An innovative healthcare software product company with a solution for payer reimbursements wanted to improve the way its offering helped healthcare providers determine patient eligibility for procedures. Typically, healthcare providers look at patient procedure criteria (for example, an MRI) on a case-by-case basis. That criteria is then fed into a system to compare against the patient's records. This determines the patient's eligibility for a given procedure and eligibility for reimbursement.
Payer reimbursements for patients varies wildly from case to case requiring a practically unlimited number of rules to be coded and maintained for automation to succeed. The time consuming part for healthcare providers involved having someone read the criteria doc and then convert the criteria into a format that our client’s system could read. The product development team and CTO saw a unique opportunity to transform this process.
The product team believed a “learning approach” would provide the extensibility and scalability necessary to productize the process of determining patient procedure eligibility. However, building this unique capability into their software required access to techniques beyond the skill set of their core software engineering team.
We worked alongside the product team to automate key aspects of the process of determining patient/procedure eligibility using a variety of complementary approaches. We employed some of the following techniques:
Machine Learning (ML) for identifying text fragments of high relevance,
Natural Language Processing (NLP) for parsing, and
Domain-specific Information Extraction (IE) heuristics.

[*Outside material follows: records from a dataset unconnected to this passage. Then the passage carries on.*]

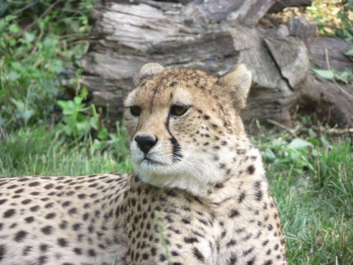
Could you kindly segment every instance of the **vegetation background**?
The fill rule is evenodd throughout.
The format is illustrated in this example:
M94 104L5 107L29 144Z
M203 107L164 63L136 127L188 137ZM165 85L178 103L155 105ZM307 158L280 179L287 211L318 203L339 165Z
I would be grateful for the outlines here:
M100 110L86 102L80 70L64 91L60 75L89 46L94 0L0 0L0 176L81 175L132 171L123 125L110 132ZM352 42L353 1L314 1L287 8L318 24L318 34ZM318 72L352 83L351 72ZM315 113L293 113L293 129L258 124L272 194L282 214L289 264L353 264L351 136L329 128ZM337 134L339 131L339 134Z

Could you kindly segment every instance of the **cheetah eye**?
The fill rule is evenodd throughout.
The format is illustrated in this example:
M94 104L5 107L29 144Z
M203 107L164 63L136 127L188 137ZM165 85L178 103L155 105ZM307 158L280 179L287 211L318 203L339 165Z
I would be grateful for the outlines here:
M133 116L139 116L141 114L141 108L138 106L133 106L130 107L130 112Z
M189 109L189 107L185 105L173 105L170 108L170 114L175 116L181 116Z

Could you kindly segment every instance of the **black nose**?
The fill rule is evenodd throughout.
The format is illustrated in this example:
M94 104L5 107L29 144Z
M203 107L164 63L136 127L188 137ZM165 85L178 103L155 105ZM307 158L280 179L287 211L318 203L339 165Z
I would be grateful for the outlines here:
M147 153L157 143L157 139L150 136L139 136L135 137L135 141L137 143L139 149L144 153Z

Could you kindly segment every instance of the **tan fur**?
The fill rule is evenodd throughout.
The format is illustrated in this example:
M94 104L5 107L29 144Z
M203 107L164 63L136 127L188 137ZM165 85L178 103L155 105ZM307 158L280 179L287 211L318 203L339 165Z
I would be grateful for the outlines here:
M156 66L143 68L125 103L134 173L0 179L1 265L110 264L115 255L119 264L287 264L239 115L250 72ZM189 108L176 116L175 105ZM155 141L144 153L136 136Z

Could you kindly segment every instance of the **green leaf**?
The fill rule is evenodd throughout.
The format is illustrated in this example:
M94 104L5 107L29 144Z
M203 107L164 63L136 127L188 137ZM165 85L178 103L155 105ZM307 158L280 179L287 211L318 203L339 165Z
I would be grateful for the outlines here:
M295 138L292 140L287 147L290 149L301 149L308 146L312 146L312 145L309 142L304 140L301 138Z
M321 137L320 137L320 140L321 140L321 142L323 143L323 144L326 147L332 148L332 145L330 143L330 142L328 141L327 141L326 138L325 138L323 135L321 136Z
M317 75L328 80L332 80L335 76L333 70L322 70L320 69L312 69L312 71Z
M36 38L36 35L28 31L25 31L23 36L25 40L29 42L32 42Z
M264 151L263 155L264 157L269 161L273 161L276 158L276 155L270 148L266 148Z
M11 71L7 75L10 81L14 82L18 79L21 76L15 71Z
M347 56L353 56L353 46L352 46L349 50L344 53L344 54Z
M3 16L9 7L8 1L0 1L0 17Z
M9 30L12 33L17 33L20 31L20 27L18 26L17 23L14 23L10 25Z
M108 130L107 129L107 128L104 128L99 131L99 133L98 134L98 138L101 140L104 140L108 137Z

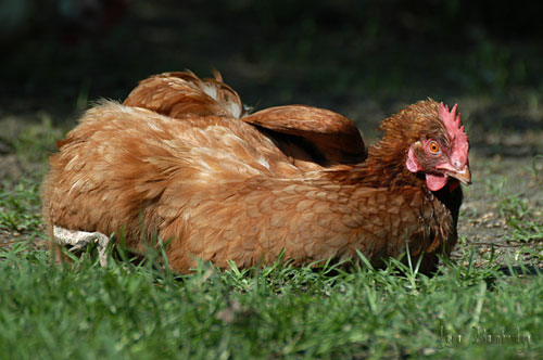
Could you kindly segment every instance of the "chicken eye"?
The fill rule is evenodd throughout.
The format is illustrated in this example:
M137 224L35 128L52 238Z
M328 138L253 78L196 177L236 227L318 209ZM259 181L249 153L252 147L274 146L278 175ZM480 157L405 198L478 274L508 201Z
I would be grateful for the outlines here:
M430 143L428 144L428 150L432 154L439 154L439 152L441 151L440 145L435 141L430 141Z

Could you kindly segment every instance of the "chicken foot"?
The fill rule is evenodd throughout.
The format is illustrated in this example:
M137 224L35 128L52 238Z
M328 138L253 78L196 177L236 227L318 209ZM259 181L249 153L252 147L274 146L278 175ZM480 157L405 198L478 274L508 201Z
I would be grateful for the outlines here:
M68 230L61 227L53 227L54 241L59 245L72 245L71 252L83 249L90 244L98 244L98 259L100 266L108 265L108 256L105 249L110 243L110 237L101 232L88 232L79 230Z

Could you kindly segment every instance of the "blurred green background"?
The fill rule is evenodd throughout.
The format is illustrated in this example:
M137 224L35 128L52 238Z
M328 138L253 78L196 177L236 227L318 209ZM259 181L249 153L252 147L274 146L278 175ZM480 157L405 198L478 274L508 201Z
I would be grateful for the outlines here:
M216 68L249 105L330 108L370 138L407 103L458 102L476 149L531 156L541 14L536 1L0 0L0 118L71 127L151 74Z

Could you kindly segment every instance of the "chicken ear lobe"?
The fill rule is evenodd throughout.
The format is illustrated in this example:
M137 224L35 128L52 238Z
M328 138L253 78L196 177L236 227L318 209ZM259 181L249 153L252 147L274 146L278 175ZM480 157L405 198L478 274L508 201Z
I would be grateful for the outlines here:
M263 130L287 156L324 166L356 164L367 157L354 123L327 110L305 105L277 106L241 119Z

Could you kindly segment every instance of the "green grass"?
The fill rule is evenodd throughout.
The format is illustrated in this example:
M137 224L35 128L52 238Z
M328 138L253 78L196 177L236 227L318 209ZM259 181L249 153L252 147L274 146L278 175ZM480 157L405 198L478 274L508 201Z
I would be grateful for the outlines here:
M41 223L40 206L36 181L22 178L15 184L0 183L0 229L37 231Z
M42 127L16 140L21 162L42 162L52 149L56 130ZM415 259L350 271L277 262L222 272L202 263L182 277L154 261L160 254L139 266L111 259L101 268L92 256L54 266L31 245L41 227L39 178L0 184L0 230L30 237L0 246L0 358L536 359L543 351L541 273L514 260L497 265L493 253L476 267L468 246L432 278ZM527 200L492 179L505 236L538 240ZM543 260L541 248L527 250Z
M427 278L397 262L350 272L202 265L179 277L150 262L100 268L88 257L56 267L25 243L0 252L5 358L472 359L543 350L543 277L513 266L507 277L495 266L449 265Z

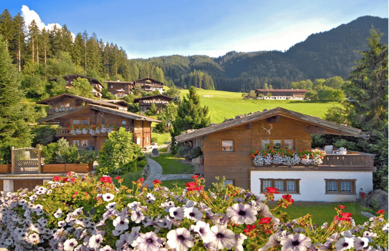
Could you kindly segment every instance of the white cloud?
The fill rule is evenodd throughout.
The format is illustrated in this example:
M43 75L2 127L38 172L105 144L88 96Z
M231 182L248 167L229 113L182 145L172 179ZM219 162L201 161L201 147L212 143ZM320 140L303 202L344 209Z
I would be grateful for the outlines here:
M24 18L24 21L26 24L26 26L28 29L28 26L30 25L31 22L33 20L35 20L35 22L36 23L36 26L40 30L42 30L44 28L45 28L47 30L52 30L54 25L56 25L57 28L61 28L62 26L58 23L56 24L48 24L47 25L45 25L44 23L41 20L41 17L39 15L32 10L30 10L28 6L23 5L22 7L22 16ZM74 40L76 36L73 33L71 33L71 36L73 37L73 40Z

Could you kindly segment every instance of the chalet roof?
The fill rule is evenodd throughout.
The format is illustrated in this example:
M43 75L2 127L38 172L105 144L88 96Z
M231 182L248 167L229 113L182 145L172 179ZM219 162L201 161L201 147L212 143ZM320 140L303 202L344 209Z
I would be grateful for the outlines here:
M308 91L308 90L305 89L257 89L256 90L274 92L306 92Z
M97 82L97 84L98 84L100 85L101 85L101 87L102 87L103 88L105 88L104 87L104 86L102 85L102 84L101 84L101 83L100 83L100 82L99 81L99 80L98 80L97 79L95 79L94 78L90 78L90 76L84 76L84 75L81 75L80 74L76 74L76 73L75 73L75 74L68 74L68 75L64 75L63 76L54 76L54 77L52 77L52 78L49 78L49 79L50 80L54 80L54 81L57 81L57 80L59 78L63 78L65 79L65 78L71 78L72 76L76 76L77 78L82 78L83 79L88 79L89 80L92 80L92 81L95 81L96 82Z
M56 122L55 120L57 119L76 112L78 112L82 110L85 110L88 109L101 111L103 112L106 112L107 113L113 114L134 120L143 120L145 121L150 121L151 122L157 123L161 122L161 121L158 120L156 120L155 119L153 119L152 118L149 118L146 116L142 116L141 115L130 112L129 111L122 111L120 110L117 110L116 109L112 109L108 107L104 107L103 106L94 105L86 105L86 106L83 107L78 107L71 110L69 110L68 111L63 111L62 112L58 112L55 114L49 115L45 118L41 119L38 121L40 123Z
M39 105L49 105L50 104L50 101L54 101L57 99L59 99L63 96L67 96L70 98L74 98L75 99L79 99L81 100L83 100L85 101L86 103L88 104L92 104L95 105L103 105L105 106L109 106L110 107L122 107L122 106L118 105L116 104L114 104L112 102L107 102L106 100L95 100L94 99L90 99L89 98L85 98L81 96L78 96L77 95L73 95L72 94L69 94L69 93L62 93L60 94L59 95L57 95L57 96L52 96L51 98L49 98L48 99L46 99L45 100L41 100L40 101L38 101L36 102L36 104L38 104Z
M141 100L153 99L157 97L164 98L168 100L170 100L170 101L173 100L173 98L171 96L163 95L163 94L156 94L155 95L151 95L150 96L141 96L139 98L136 98L134 99L134 103L138 103Z
M191 132L176 136L175 139L178 142L183 142L217 131L279 115L309 124L312 126L312 128L323 128L324 133L326 134L360 136L360 134L361 132L361 130L354 127L327 121L317 117L300 113L281 107L276 107L262 112L249 113L247 115L246 114L238 115L235 119L226 120L221 123L214 124L208 127L199 129Z

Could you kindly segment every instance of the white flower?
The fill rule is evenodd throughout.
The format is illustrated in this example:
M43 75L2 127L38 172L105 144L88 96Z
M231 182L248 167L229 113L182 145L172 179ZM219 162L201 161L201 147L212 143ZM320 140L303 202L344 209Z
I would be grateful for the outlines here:
M282 251L305 251L311 245L311 239L302 234L289 235L280 242Z
M235 224L253 224L256 221L257 211L250 205L234 204L227 208L227 216Z
M235 239L235 234L231 230L227 229L225 225L217 224L211 227L212 236L210 238L210 245L211 248L216 250L227 248L230 249L234 246L236 240Z
M95 249L100 247L101 245L100 243L103 241L104 238L101 235L98 234L92 235L89 239L89 246L91 248Z
M115 195L112 194L109 194L109 192L103 195L103 199L104 201L110 201L114 199L114 197Z
M193 237L187 229L181 227L171 230L166 235L168 245L177 251L188 251L194 245Z
M122 216L118 216L114 220L113 224L115 229L117 231L126 230L128 228L129 221L127 219Z
M199 221L204 215L196 207L187 207L183 209L183 215L185 217L194 221Z
M68 239L64 242L64 250L65 251L72 251L78 243L75 238Z
M142 251L158 251L162 242L162 240L154 232L149 232L141 234L132 245L137 246Z
M348 237L340 238L335 243L335 248L338 250L349 249L354 246L354 239Z
M366 237L354 238L354 248L355 250L363 250L369 244L369 239Z
M181 207L172 207L169 208L170 216L177 221L183 219L183 208Z

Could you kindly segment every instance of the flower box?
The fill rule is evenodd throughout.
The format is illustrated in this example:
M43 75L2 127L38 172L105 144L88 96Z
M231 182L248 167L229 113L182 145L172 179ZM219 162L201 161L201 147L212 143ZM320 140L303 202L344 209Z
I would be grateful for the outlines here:
M68 171L73 171L75 172L87 172L91 171L92 169L92 164L45 164L42 167L42 172L46 173L65 173Z
M11 173L11 164L3 164L0 165L0 173Z

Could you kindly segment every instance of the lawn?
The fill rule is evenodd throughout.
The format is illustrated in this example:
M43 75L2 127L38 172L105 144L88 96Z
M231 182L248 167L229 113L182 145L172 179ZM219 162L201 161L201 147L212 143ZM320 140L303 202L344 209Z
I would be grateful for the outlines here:
M171 153L159 155L159 157L152 158L162 166L162 175L193 173L193 166L183 163L183 158L174 156Z
M342 205L346 207L343 209L343 212L351 213L353 218L355 220L357 225L362 224L366 221L368 221L368 218L361 215L361 211L367 211L376 215L374 210L363 207L357 202L332 203L332 202L318 202L310 201L296 201L287 208L280 208L280 210L288 213L289 219L293 220L304 216L307 214L312 216L312 222L321 225L324 222L328 224L332 222L334 217L337 215L335 207L339 208L339 205ZM276 206L275 202L268 202L268 205L270 208Z
M338 103L311 103L307 101L244 100L242 93L196 89L201 105L209 108L211 123L221 123L226 119L282 107L302 113L323 118L329 107L340 106ZM188 90L181 90L181 98Z

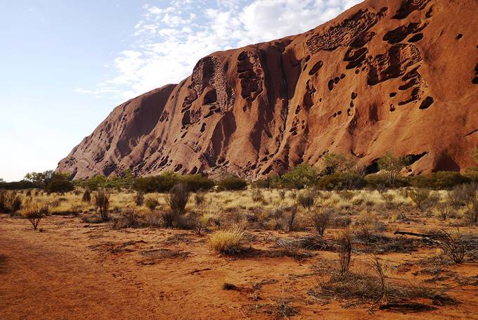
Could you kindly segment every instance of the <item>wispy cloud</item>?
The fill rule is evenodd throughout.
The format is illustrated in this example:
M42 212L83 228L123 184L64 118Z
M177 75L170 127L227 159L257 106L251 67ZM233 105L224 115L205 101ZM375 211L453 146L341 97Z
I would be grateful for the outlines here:
M188 77L212 52L303 32L361 0L174 0L145 5L135 43L112 62L115 75L92 94L127 99Z

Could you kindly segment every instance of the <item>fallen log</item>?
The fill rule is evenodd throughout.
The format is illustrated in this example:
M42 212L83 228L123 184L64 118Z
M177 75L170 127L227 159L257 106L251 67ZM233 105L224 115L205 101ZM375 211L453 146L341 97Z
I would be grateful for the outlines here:
M422 238L433 238L433 236L431 234L426 234L426 233L417 233L415 232L409 232L409 231L401 231L400 230L397 230L395 232L394 232L394 234L403 234L406 236L413 236L415 237L422 237Z

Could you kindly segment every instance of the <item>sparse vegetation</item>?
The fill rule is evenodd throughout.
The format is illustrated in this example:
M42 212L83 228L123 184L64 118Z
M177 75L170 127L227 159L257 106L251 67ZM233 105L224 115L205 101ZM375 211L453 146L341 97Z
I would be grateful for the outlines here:
M321 209L312 216L314 226L315 226L319 236L323 236L324 231L330 223L332 214L332 209Z
M216 231L208 239L211 250L221 255L240 252L240 244L244 238L244 231L240 227Z
M439 234L440 247L444 252L456 263L461 263L465 258L465 246L459 230L452 233L442 230Z
M238 177L226 177L217 184L219 190L238 191L247 188L247 181Z
M339 238L339 265L340 275L345 277L350 267L352 254L351 236L349 229L345 229L340 233Z
M378 168L386 174L388 186L395 186L400 172L409 162L409 157L395 157L392 153L378 160Z
M32 224L33 226L33 229L35 231L38 228L38 225L40 224L41 219L43 219L44 217L44 215L41 212L42 210L41 209L41 208L39 205L38 205L38 204L35 203L30 203L23 207L20 212L22 215L23 215L23 217L28 219L28 221Z
M95 207L100 212L103 221L108 221L108 208L110 207L110 195L104 190L98 190L95 193Z

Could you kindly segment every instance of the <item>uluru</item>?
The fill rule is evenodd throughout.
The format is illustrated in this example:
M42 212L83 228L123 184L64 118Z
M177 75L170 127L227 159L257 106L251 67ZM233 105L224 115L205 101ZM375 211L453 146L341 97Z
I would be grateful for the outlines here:
M117 106L58 171L257 179L328 152L373 172L463 171L478 143L474 0L367 0L269 42L211 53L190 76ZM158 87L164 84L159 84Z

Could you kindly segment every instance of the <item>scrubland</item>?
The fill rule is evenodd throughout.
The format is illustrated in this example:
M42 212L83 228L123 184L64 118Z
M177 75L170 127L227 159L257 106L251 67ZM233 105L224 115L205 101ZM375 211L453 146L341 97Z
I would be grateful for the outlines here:
M474 186L2 191L0 316L476 318Z

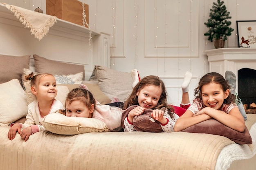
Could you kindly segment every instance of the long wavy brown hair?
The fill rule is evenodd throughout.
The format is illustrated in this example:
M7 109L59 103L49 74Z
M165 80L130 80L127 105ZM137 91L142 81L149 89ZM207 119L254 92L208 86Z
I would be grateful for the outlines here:
M196 98L202 99L202 87L203 85L209 84L210 83L214 83L220 84L223 92L225 92L227 89L230 89L230 86L221 75L218 73L209 73L201 78L198 83L198 86L194 90L195 96ZM235 103L235 99L236 96L229 93L229 94L227 99L224 99L223 104L230 104L231 103Z
M160 96L157 106L154 109L161 109L165 107L168 110L169 114L171 117L173 117L173 108L167 104L167 93L165 88L165 86L162 80L158 77L155 75L148 75L142 79L134 87L128 99L124 102L123 109L126 109L132 105L139 105L137 92L139 92L144 87L146 86L153 85L160 87L162 90L162 93Z

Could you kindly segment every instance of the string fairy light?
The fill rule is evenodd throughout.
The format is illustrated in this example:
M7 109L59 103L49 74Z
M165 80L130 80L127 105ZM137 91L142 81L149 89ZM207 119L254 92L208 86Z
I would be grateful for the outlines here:
M157 25L157 9L156 0L154 1L154 23L155 23L155 47L156 50L156 58L157 58L157 75L158 75L158 49L157 46L157 33L158 32L158 26Z
M136 61L138 58L138 19L139 16L139 6L136 5L136 0L134 0L134 68L136 68Z
M112 65L110 65L111 68L112 66L115 67L115 32L116 32L116 11L117 8L117 2L116 0L112 0L112 44L110 46L110 57L113 58L113 63ZM114 68L115 69L115 68Z

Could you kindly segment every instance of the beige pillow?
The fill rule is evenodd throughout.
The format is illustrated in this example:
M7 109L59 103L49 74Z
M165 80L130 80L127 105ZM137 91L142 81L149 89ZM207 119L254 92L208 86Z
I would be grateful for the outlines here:
M26 93L18 79L0 84L0 126L8 126L26 116Z
M57 84L80 84L82 83L83 72L68 75L54 75Z
M25 79L25 76L28 75L31 73L31 71L27 68L24 68L22 76L22 84L25 90L26 95L27 95L27 104L29 104L32 102L36 99L36 96L32 93L30 88L30 80L26 80ZM34 73L34 75L36 75L38 73ZM79 73L81 75L81 73ZM54 77L55 77L55 75ZM78 86L78 84L76 84ZM66 86L57 86L58 89L58 93L55 99L59 100L61 103L65 106L66 97L67 95L67 93L69 92L68 88Z
M98 85L98 82L83 81L83 84L87 86L89 91L93 95L94 98L101 104L106 104L110 103L111 102L111 100L101 91ZM57 84L57 87L60 86L65 86L67 87L70 91L73 88L79 87L79 84ZM65 106L65 105L63 106Z
M0 84L17 79L22 84L23 68L29 68L30 55L15 56L0 55Z
M105 95L111 99L117 97L121 102L124 102L132 90L133 81L130 73L102 66L94 66L90 80L99 81L99 86Z
M68 117L60 113L48 115L41 123L46 130L59 135L73 135L108 130L105 123L97 119Z
M68 75L83 72L83 80L85 79L84 66L67 64L47 59L36 54L33 55L35 61L36 71L39 73L48 73L53 75Z

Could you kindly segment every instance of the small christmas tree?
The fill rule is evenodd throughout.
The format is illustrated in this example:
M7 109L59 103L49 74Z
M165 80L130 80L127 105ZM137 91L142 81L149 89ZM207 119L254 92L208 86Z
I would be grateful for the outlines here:
M213 2L212 9L210 9L210 18L207 22L204 22L209 30L204 34L209 36L208 40L212 42L213 39L218 40L222 38L225 41L227 37L231 35L231 32L234 31L229 26L231 25L231 19L229 12L227 11L226 6L223 5L224 1L217 0L217 3Z

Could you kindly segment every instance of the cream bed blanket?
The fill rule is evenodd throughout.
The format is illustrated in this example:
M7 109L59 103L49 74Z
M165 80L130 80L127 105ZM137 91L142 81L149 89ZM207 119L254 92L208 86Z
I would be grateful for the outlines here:
M1 170L214 170L225 137L185 132L37 132L11 141L0 127Z

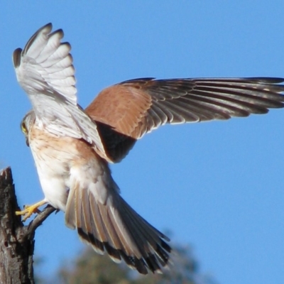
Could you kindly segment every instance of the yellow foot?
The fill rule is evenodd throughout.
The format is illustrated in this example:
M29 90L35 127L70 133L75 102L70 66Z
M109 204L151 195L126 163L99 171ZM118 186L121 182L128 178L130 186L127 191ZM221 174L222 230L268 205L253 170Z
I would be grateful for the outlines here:
M23 210L22 211L16 211L16 215L24 215L23 218L23 221L26 221L28 218L29 218L33 213L39 213L40 211L38 209L42 205L46 204L45 200L41 200L39 202L34 204L33 205L25 205L23 207Z

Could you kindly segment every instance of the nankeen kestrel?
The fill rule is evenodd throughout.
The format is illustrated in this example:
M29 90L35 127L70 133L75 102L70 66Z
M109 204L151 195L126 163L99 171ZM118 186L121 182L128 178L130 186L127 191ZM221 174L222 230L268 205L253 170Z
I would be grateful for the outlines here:
M266 114L283 106L282 78L141 78L108 87L86 109L77 103L70 45L62 30L39 29L13 55L17 79L33 110L21 127L45 198L65 212L66 225L99 253L146 274L160 272L170 247L164 234L121 197L109 163L123 159L137 139L165 124Z

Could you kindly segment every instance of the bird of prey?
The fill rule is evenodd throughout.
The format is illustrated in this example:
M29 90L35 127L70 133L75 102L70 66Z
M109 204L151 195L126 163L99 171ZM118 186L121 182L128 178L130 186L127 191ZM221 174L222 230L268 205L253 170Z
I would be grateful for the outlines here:
M17 80L33 109L21 122L44 199L18 214L49 204L94 249L139 273L160 272L169 239L121 197L109 163L121 160L136 141L165 124L266 114L283 106L282 78L141 78L102 90L83 109L77 102L68 43L52 24L13 54Z

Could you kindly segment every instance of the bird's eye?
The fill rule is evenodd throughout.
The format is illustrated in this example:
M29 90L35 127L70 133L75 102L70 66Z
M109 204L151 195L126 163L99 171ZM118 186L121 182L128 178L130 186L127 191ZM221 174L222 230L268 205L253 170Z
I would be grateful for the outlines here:
M25 135L28 134L28 129L26 126L26 123L24 121L22 121L21 123L21 130Z

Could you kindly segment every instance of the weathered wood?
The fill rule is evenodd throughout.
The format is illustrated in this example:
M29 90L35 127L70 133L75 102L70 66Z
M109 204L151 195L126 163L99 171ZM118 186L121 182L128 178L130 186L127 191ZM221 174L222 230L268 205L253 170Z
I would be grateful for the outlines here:
M48 206L28 226L19 207L10 168L0 171L0 283L34 283L33 255L36 228L55 209Z

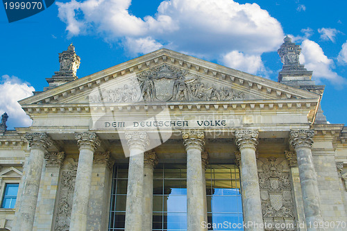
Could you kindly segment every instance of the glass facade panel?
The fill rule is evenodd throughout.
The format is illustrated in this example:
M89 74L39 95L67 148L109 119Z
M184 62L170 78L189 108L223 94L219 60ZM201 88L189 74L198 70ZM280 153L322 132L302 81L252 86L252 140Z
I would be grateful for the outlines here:
M127 176L127 164L115 166L109 230L124 230ZM186 178L185 164L161 164L155 169L153 231L187 230ZM233 164L211 164L206 169L205 178L208 230L242 230L238 168Z

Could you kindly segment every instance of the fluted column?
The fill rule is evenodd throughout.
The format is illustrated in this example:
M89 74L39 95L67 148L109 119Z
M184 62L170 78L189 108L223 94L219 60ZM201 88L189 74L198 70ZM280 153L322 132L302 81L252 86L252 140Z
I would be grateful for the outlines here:
M152 231L153 216L153 173L158 164L153 151L144 153L144 216L142 231Z
M206 177L205 176L205 172L206 171L206 168L210 162L210 156L207 151L203 151L201 154L201 166L202 166L202 174L203 174L203 215L204 221L208 222L208 198L206 196Z
M264 230L262 203L259 188L255 151L257 144L257 130L238 130L235 132L236 144L241 155L241 185L244 222L246 230Z
M323 221L316 173L311 151L314 135L313 130L291 130L289 143L296 152L307 230L323 230L314 226Z
M77 139L80 155L76 175L69 230L85 231L87 230L94 152L100 145L100 141L94 132L76 133L75 138Z
M205 144L203 132L183 132L187 151L187 231L207 230L201 225L205 221L205 200L201 152Z
M126 132L129 147L126 231L142 231L143 216L144 153L149 144L146 132Z
M18 215L13 230L33 230L36 204L41 180L44 153L52 145L51 138L46 133L27 134L25 139L30 147L30 155L26 169Z

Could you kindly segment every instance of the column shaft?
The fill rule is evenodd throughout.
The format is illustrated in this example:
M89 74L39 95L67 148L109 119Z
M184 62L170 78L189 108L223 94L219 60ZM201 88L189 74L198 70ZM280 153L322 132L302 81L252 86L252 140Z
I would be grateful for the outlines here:
M142 231L143 217L144 153L149 142L145 132L126 133L130 159L126 207L126 231Z
M44 153L52 144L51 139L44 133L32 133L26 135L31 147L26 176L19 205L19 214L14 230L33 230L36 204L41 180Z
M252 223L246 230L264 230L259 178L257 170L255 148L258 132L241 130L236 132L236 143L241 155L241 185L244 222Z
M204 199L201 151L204 134L201 132L183 133L187 151L187 231L207 230L203 228L206 216Z
M154 151L144 153L143 231L152 231L153 175L158 163Z
M315 228L314 225L323 221L316 173L311 152L314 135L314 132L312 130L291 130L290 144L294 147L298 158L307 230L323 230L324 229Z
M80 149L75 191L71 213L70 230L87 230L87 215L93 169L93 155L100 142L93 132L76 133Z

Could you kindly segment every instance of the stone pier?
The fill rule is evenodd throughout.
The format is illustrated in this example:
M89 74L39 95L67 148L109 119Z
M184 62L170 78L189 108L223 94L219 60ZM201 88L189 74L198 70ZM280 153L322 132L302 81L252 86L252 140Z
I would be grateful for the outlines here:
M143 231L152 231L153 219L153 169L158 164L155 151L144 153L144 216Z
M289 143L294 148L298 159L307 230L324 230L315 228L314 225L314 223L323 221L317 176L311 151L314 135L313 130L291 130Z
M100 145L94 132L76 133L80 150L76 176L75 191L71 214L71 231L87 230L87 216L92 182L94 152Z
M19 214L13 228L16 231L33 230L44 157L53 144L46 133L27 134L25 138L29 144L30 155L18 205Z
M263 223L255 157L258 134L257 130L244 130L235 132L236 144L241 155L239 165L244 222L255 225L246 227L246 230L264 230L261 226L257 226Z
M203 180L201 152L205 144L203 132L183 132L187 151L187 231L207 230L201 223L205 221L206 209Z
M130 151L126 207L126 231L142 231L143 218L144 153L149 144L145 132L126 132Z

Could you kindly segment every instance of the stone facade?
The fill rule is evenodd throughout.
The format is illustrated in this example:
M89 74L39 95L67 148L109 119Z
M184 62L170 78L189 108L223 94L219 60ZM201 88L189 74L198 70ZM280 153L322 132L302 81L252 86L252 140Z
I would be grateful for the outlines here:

Our machine learning approach leveraged heuristics to extract relevant, easily understandable keywords to input into our client’s solution. The NLP parsed the input documents for criteria, essentially replacing the role of the human reading eligibility requirements. This automated the process of determining patient procedure eligibility by extracting relevant data and presenting a ready-made made output that could then be entered into our client’s tool. No more reading criteria documents!
This project focused on building an “Alpha” version of a product that could automate some of the steps required to take patient information as input and determine whether a procedure was eligible for insurance coverage. We offered guidance on how to productize this solution to extend it to our client’s healthcare provider customers.
Our client has noted that in several cases, our product is able to identify eligibility criteria that manual processing had overlooked. In some other cases, the output of our product was more consistent and comprehensive than human-generated output. The product has successfully processed data originating from a variety of payors and pertaining to a variety of medical conditions. While we originally set out to build an “Alpha” product, our client started showing our solution to its customers towards the end of the project with rave reviews.